General elections for the Lok Sabha, the parliament of India, are scheduled to be held in phases in the different states over the coming weeks. The first phase on April 11 will include the state of Andhra Pradesh, which this year will include a group of nearly 2,000 new voters from the Yanadi society.

An official puts indelible ink on the finger of a voter in Andhra Pradesh in the April 2009 general election
An official puts indelible ink on the finger of a voter in Andhra Pradesh in the April 2009 general election (Photo by Public.Resource.Org on Flickr, Creative Commons license)

According to an article in The Hindu, the project of enrolling the nomadic Yanadi people in the Krishna district onto the voter roles was accomplished with the help of 10 volunteers from their society. Many of them live in the marshes and mangrove forests, subsisting on fish and wild crabs and moving about as they need to. Their nomadic lifestyle makes the task of the officials who want to register them as voters quite difficult.
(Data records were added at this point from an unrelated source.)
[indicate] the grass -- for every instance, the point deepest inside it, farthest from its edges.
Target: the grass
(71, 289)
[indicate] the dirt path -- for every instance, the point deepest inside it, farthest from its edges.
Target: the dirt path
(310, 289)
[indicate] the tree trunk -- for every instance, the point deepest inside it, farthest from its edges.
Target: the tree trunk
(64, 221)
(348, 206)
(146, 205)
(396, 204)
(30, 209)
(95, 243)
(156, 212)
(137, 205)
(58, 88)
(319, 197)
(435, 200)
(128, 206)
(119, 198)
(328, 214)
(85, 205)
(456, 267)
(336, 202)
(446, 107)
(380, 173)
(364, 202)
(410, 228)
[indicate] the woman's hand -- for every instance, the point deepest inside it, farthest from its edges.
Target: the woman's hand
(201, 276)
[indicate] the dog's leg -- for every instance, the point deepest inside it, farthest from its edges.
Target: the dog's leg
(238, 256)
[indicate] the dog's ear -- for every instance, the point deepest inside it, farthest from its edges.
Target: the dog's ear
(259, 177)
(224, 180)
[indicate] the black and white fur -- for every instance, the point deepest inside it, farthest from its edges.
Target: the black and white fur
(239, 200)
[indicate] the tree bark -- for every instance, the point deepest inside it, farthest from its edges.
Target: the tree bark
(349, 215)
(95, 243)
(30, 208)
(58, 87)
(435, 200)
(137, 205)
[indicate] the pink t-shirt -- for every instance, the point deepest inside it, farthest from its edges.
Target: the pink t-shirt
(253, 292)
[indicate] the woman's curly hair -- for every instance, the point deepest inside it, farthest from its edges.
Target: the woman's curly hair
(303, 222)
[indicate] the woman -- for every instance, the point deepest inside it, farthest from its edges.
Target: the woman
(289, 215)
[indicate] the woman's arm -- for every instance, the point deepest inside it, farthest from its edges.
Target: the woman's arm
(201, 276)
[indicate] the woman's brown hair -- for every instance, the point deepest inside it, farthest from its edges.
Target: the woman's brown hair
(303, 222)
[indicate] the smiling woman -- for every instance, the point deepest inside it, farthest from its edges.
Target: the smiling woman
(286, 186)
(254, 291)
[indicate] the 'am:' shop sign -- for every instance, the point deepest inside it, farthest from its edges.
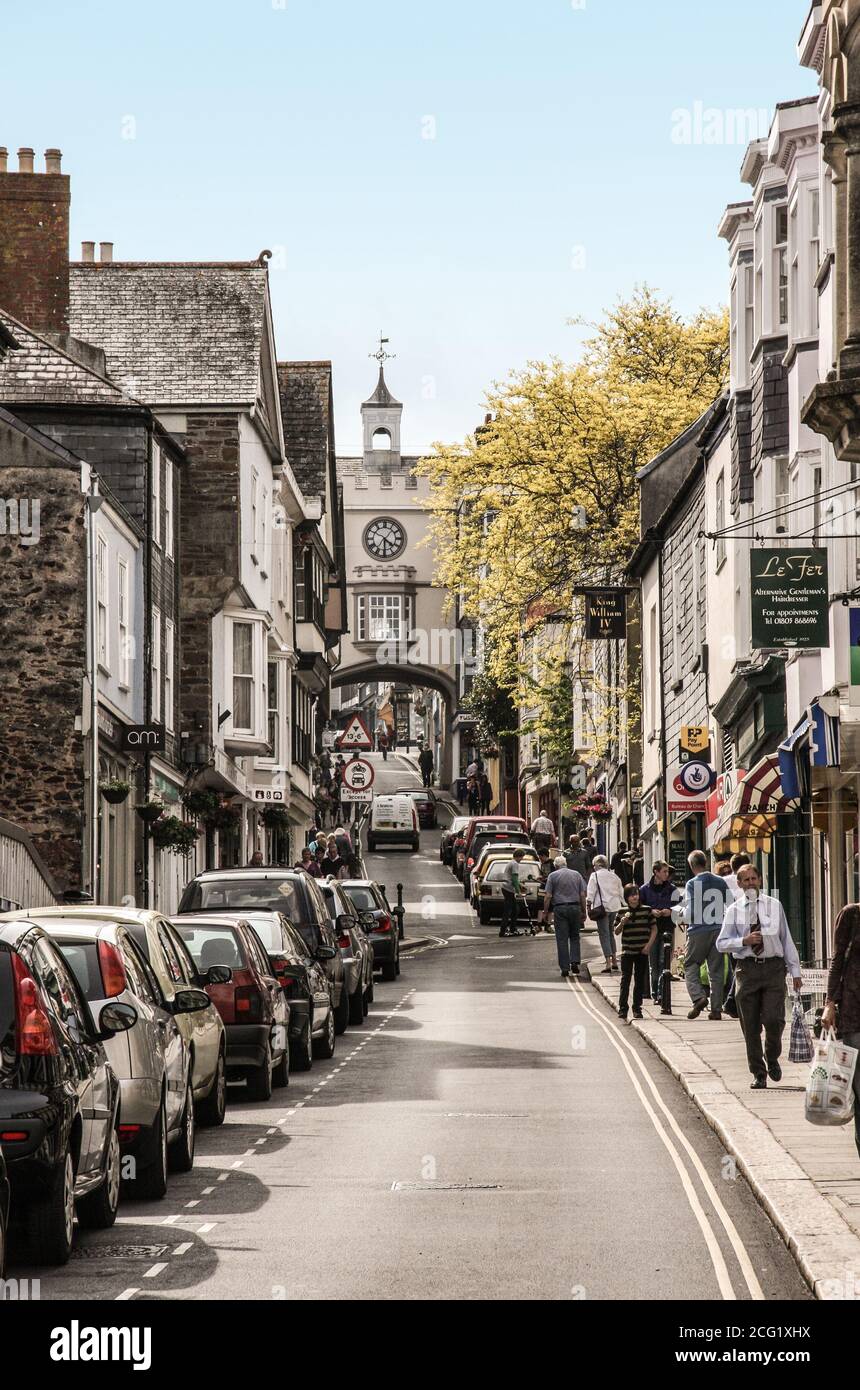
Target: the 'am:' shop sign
(789, 597)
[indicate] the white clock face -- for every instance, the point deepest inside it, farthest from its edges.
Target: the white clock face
(385, 538)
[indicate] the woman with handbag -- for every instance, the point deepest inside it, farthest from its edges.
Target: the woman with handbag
(605, 901)
(842, 1008)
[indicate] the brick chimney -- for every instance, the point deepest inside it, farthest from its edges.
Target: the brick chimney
(34, 241)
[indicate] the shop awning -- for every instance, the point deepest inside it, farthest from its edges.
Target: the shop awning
(749, 812)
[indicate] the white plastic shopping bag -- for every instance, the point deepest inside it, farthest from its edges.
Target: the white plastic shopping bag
(830, 1097)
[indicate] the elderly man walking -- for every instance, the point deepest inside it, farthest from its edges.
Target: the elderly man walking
(566, 898)
(756, 931)
(706, 898)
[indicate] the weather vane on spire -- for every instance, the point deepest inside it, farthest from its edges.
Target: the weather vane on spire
(382, 355)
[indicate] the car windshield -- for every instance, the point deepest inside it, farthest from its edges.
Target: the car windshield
(232, 894)
(363, 898)
(213, 945)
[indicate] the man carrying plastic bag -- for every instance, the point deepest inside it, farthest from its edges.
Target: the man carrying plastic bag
(842, 1008)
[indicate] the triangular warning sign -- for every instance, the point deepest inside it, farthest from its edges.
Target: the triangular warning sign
(356, 734)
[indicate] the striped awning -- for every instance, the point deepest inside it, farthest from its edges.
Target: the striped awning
(750, 809)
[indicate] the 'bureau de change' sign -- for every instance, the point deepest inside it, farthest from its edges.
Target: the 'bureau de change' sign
(789, 597)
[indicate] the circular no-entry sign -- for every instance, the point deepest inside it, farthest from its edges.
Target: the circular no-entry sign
(359, 774)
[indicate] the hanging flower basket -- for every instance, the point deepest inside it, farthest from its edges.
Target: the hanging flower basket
(592, 806)
(172, 833)
(114, 791)
(202, 802)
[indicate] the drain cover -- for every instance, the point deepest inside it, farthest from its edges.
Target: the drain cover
(118, 1251)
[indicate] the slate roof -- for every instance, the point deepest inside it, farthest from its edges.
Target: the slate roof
(175, 332)
(304, 389)
(36, 371)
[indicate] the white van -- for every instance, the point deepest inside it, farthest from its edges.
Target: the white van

The reporter for the newspaper interviewed the leader of the group of volunteers, Nakka Vijaya Babu. The 36-year-old Yanadi man said that their fishing and gathering lifestyle is the major impediment to their taking part in important activities of Indian society, such as voting.

Some Yanadi kids
Some Yanadi kids (Photo by Only the Best on NationMaster.com and copyrighted, but released for all uses without reservation)
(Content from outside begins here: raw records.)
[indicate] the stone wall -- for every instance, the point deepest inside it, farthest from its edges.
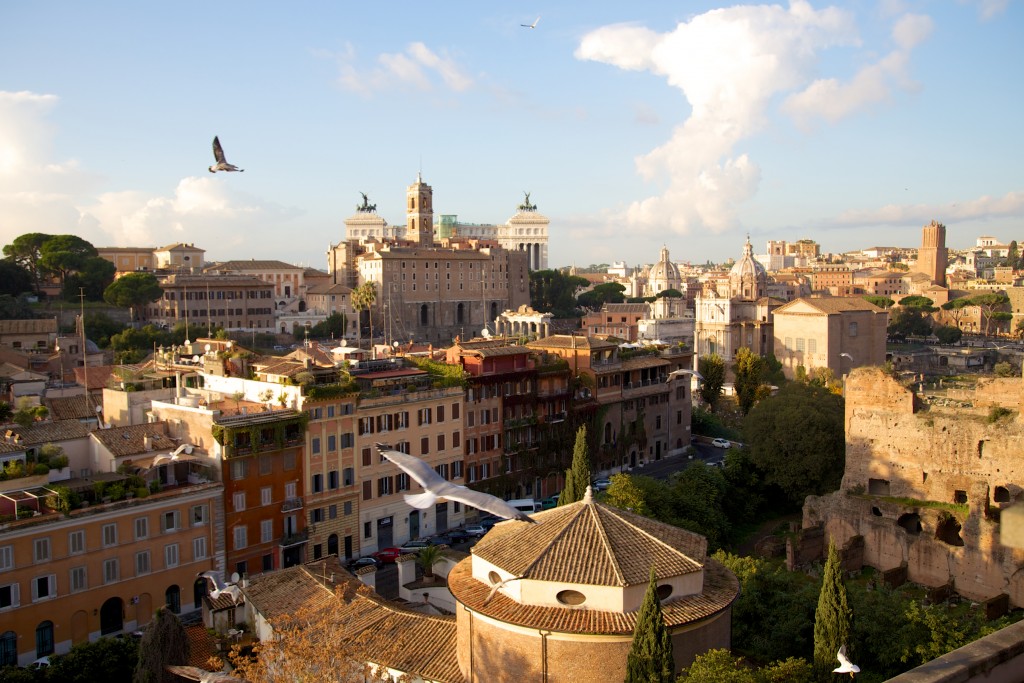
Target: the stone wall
(898, 446)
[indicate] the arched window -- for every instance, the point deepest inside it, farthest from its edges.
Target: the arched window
(44, 639)
(8, 649)
(172, 597)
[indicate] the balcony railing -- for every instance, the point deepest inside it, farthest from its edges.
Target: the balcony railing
(295, 538)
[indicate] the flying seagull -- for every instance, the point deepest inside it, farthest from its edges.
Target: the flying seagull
(218, 155)
(435, 486)
(845, 666)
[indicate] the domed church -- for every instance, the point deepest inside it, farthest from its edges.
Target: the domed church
(557, 600)
(735, 311)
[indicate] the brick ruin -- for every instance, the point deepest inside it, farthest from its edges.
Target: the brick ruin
(905, 453)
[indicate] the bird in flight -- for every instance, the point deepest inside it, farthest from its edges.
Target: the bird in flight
(845, 666)
(218, 155)
(435, 486)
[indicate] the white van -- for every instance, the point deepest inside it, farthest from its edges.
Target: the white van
(526, 505)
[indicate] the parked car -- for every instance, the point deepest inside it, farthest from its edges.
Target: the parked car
(360, 562)
(387, 554)
(414, 547)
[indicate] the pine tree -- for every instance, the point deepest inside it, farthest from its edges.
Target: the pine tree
(833, 619)
(650, 659)
(577, 478)
(163, 643)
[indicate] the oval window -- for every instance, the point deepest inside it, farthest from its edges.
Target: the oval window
(570, 597)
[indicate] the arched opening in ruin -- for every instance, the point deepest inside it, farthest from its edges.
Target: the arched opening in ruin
(910, 522)
(878, 486)
(948, 530)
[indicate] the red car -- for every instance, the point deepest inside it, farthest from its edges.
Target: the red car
(387, 554)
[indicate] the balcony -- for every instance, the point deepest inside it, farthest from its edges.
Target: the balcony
(295, 539)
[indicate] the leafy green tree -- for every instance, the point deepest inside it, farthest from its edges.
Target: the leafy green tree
(626, 495)
(26, 251)
(14, 279)
(163, 643)
(602, 294)
(104, 659)
(133, 290)
(947, 334)
(650, 659)
(64, 254)
(578, 476)
(91, 280)
(554, 292)
(750, 370)
(712, 369)
(796, 440)
(833, 619)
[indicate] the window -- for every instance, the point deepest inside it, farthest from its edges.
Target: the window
(141, 562)
(78, 580)
(240, 469)
(199, 514)
(76, 543)
(9, 596)
(111, 570)
(171, 555)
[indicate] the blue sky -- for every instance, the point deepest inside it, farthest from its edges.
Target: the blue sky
(632, 125)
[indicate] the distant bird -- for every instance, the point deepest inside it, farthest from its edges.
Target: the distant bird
(218, 155)
(845, 666)
(435, 486)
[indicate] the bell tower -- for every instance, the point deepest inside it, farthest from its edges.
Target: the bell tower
(420, 213)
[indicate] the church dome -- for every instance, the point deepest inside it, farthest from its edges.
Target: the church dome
(748, 279)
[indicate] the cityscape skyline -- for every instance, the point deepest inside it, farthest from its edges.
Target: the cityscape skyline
(834, 123)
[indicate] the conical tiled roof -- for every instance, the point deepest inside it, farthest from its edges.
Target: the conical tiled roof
(595, 544)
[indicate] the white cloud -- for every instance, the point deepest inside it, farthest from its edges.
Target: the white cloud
(39, 194)
(417, 66)
(730, 63)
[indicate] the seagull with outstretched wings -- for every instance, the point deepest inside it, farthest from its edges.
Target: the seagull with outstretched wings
(845, 666)
(218, 155)
(435, 486)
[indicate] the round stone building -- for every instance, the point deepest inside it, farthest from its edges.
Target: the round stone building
(557, 600)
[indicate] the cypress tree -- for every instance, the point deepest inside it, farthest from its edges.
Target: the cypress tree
(833, 619)
(650, 659)
(578, 477)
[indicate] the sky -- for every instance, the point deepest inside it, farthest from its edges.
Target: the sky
(633, 125)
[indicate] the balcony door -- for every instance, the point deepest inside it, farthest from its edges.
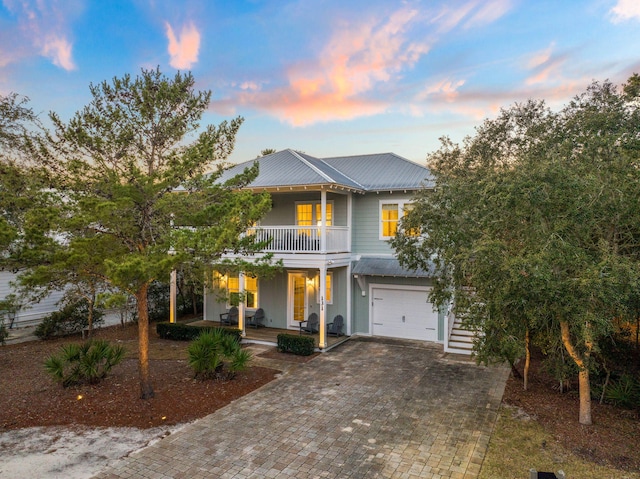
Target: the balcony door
(298, 306)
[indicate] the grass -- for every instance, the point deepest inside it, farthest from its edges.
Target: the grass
(519, 443)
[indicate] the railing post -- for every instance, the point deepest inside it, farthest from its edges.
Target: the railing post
(322, 340)
(323, 221)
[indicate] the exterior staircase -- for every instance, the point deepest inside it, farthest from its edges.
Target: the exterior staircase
(460, 340)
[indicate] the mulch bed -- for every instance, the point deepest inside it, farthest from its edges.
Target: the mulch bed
(614, 437)
(29, 397)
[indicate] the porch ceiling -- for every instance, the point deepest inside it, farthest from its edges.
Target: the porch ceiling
(386, 267)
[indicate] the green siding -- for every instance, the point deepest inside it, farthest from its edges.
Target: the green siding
(272, 297)
(366, 223)
(283, 211)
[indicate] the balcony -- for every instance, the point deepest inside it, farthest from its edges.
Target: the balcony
(302, 239)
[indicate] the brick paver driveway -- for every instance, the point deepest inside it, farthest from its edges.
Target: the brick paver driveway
(368, 409)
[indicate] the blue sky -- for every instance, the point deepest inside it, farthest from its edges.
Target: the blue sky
(327, 77)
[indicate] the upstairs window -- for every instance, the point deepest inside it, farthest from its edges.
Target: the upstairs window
(310, 214)
(390, 213)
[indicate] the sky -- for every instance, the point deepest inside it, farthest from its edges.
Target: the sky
(326, 77)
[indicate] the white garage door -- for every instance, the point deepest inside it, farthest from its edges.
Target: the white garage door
(403, 313)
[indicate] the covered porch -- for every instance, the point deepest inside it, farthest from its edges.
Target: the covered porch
(269, 336)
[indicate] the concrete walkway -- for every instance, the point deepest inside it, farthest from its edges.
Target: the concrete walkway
(368, 409)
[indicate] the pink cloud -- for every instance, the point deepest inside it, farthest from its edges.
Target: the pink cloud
(446, 90)
(42, 29)
(59, 51)
(334, 86)
(183, 50)
(625, 10)
(545, 66)
(359, 59)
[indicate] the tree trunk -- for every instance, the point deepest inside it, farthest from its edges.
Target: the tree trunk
(146, 390)
(583, 375)
(527, 359)
(194, 301)
(585, 397)
(89, 320)
(92, 304)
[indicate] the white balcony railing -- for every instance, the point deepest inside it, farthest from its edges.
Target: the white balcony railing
(301, 239)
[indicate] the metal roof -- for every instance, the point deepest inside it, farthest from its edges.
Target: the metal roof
(290, 169)
(383, 171)
(386, 267)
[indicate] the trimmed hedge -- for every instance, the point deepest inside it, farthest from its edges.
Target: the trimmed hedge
(186, 332)
(300, 345)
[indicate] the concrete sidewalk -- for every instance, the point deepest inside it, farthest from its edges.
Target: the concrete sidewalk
(368, 409)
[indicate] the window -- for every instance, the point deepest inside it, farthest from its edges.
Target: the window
(329, 296)
(310, 214)
(389, 216)
(231, 283)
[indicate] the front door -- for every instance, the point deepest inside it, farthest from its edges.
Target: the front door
(297, 299)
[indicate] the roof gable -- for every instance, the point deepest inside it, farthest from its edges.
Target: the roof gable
(290, 169)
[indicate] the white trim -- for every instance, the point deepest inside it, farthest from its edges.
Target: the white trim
(329, 273)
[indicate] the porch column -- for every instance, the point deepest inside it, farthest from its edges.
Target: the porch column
(173, 293)
(322, 340)
(323, 221)
(349, 219)
(349, 298)
(241, 303)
Their general lack of education has hampered them from being aware of their right to vote. Almost half of the newly-enrolled voters had only recently become old enough to vote anyway, he said. Vijaya Babu added that many people in the 20 – 40 age group would be going to the poles for the first time in the upcoming election.

The journalist writes that heretofore the political parties in Andhra Pradesh have not bothered very much with the Yanadi. But now, with nearly 2,000 of them added to the voting roles, the parties are more likely to pay attention to them, particularly in the small city of Machilipatnam. But the first Yanadi to actually run for an elected position was Nakka Hanumanthu, a 43-year-old crab hunter who had run for a position in 2013 in Marripalem panchayat.

The story in The Hindu was evidently seen as important enough to Andhra Pradesh for another Indian news source to reprint it almost verbatim.